Now, that may sound really silly, but you have no idea what an important place in my life the State Fair had.  I grew up with the Kansas State Fair!  My mom and I attended every single year.  We only missed the few short times we lived in a city too far away.  After I grew up and married and lived in Hutchinson, I never missed a year.  I would go nearly every day of the little over a week it was open.  I just loved to stand and listen to all those same people sell their wares year after year.  I loved the smell of hamburgers and onions cooking in the little booths along the midway.  I loved eating sour cream raisin pie in the Methodist booth.  I loved eating the  elephants ears and the funnel cakes.  I loved watching the local TV station broadcast their local programs and news.  When I was younger, I loved riding the rides - screaming in Ye Old Mill.  I especially loved marching in the band every year of my high school days.  When I moved from Kansas, The Fair was what I missed the most - other than my family and friends.  So this year we were really looking forward to going.  It is scheduled September 6-13.  I know I'll not be able to walk as much as it would require, but I'm taking my wheelchair, and I'M  GOING!!  Our daughter is planning to come from Ft. Collins, CO, along with the granddaughters for that week.  Jeannine will want to show her girls her "fair roots."

On one hand I'm really upset that the surgery has been postponed, but I know that nothing happens without a reason.  So I have to believe that this is the way it is supposed to be.  It will give me more time to clean my house, figure out how I want to move the furniture around the living room to form fewer obstacles, and finish getting some more meals in the freezer.  So until then, I just wait....

Tuesday, May 14, 2013

Latest Happenings

Some time ago my husband went through his closet and tossed out several shirts - which I promptly caught. They sat in a pile for a long time. Finally I took a trip to the thrift store and headed straight to the XXL men's long sleeve shirts. I searched only for 100% cotton ones, of course, and I didn't want to spend over $2.00. There was a sale going on, and I think I even got one for $.50. I took several of them home and washed and dried them. And then *they* sat in the pile with my husband's shirts for a few more months. I found a book with just the right pattern I wanted for the shirts, so I spent many evenings cutting up these shirts while watching TV. I stacked them up all neatly and waited for my chance to begin. That chance came when we took the month of April and went back to Kansas to our little (2nd) house. Here is a picture of one of the blocks.

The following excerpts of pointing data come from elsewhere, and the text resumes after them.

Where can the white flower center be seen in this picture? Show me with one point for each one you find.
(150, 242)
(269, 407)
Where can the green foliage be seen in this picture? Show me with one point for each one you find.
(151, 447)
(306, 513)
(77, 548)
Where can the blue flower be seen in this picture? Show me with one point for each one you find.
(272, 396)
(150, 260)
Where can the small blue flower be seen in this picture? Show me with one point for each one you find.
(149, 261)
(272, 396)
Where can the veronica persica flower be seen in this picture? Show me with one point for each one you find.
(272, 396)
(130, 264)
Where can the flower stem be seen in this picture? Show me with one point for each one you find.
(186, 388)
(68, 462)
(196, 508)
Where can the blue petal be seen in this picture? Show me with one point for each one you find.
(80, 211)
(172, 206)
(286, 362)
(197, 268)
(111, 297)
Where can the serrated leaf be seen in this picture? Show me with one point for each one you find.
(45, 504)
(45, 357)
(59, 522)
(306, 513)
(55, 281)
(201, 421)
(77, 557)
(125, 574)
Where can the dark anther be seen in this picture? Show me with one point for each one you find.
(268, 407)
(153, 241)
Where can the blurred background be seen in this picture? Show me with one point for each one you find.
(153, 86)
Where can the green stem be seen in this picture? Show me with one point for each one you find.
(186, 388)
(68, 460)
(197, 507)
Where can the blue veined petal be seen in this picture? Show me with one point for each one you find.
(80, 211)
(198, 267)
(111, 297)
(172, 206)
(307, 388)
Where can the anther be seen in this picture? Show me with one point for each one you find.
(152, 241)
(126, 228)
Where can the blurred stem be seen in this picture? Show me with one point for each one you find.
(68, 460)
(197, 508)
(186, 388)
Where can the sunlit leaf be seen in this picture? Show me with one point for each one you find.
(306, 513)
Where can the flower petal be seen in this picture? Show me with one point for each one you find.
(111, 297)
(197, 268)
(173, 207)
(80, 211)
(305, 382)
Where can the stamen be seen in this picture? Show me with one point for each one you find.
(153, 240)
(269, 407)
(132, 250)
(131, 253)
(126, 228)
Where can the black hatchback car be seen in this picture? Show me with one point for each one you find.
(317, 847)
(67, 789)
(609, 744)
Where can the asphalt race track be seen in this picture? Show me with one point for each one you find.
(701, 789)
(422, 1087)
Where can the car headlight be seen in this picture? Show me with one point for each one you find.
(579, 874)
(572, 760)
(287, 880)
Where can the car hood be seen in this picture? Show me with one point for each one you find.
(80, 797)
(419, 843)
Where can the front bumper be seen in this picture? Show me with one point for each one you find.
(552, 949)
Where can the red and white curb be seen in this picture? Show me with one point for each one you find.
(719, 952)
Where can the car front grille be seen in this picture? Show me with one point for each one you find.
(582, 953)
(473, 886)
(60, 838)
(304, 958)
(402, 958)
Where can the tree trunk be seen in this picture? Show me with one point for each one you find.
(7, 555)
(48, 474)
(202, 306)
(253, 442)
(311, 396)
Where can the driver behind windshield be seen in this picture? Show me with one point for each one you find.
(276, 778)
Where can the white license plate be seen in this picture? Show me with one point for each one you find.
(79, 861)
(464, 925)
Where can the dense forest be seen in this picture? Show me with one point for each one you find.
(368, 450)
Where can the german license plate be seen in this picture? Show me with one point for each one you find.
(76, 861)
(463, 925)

The machine pictured here is my Bernina 830LE that I'm using to sew a blanket stitch around the edges. I'm working on that now that I'm home. What I took to KS was my workhorse 1001, because the 830 is not a very portable machine.  My plans in KS were to sew, sew, sew!  But I ended up doing lots if running around, and didn't get nearly enough sewing done. What I did get done that took much longer than I thought it would was make cafe curtains for 4 kitchen windows.  Here's the before and after pictures of those windows. 
 



After I finished these, I was then able to get on to the fun things - like starting the blocks using the shirt fabric.  I'm used to working in my huge quilting room at home (in AL) with lots of space to iron and cut.  In the LR house, I had just a tiny little work space, so it took a lot longer to cut any fabric.  I got another small quilt sewn together, but I'll have to take a picture of it, and then I can post it here.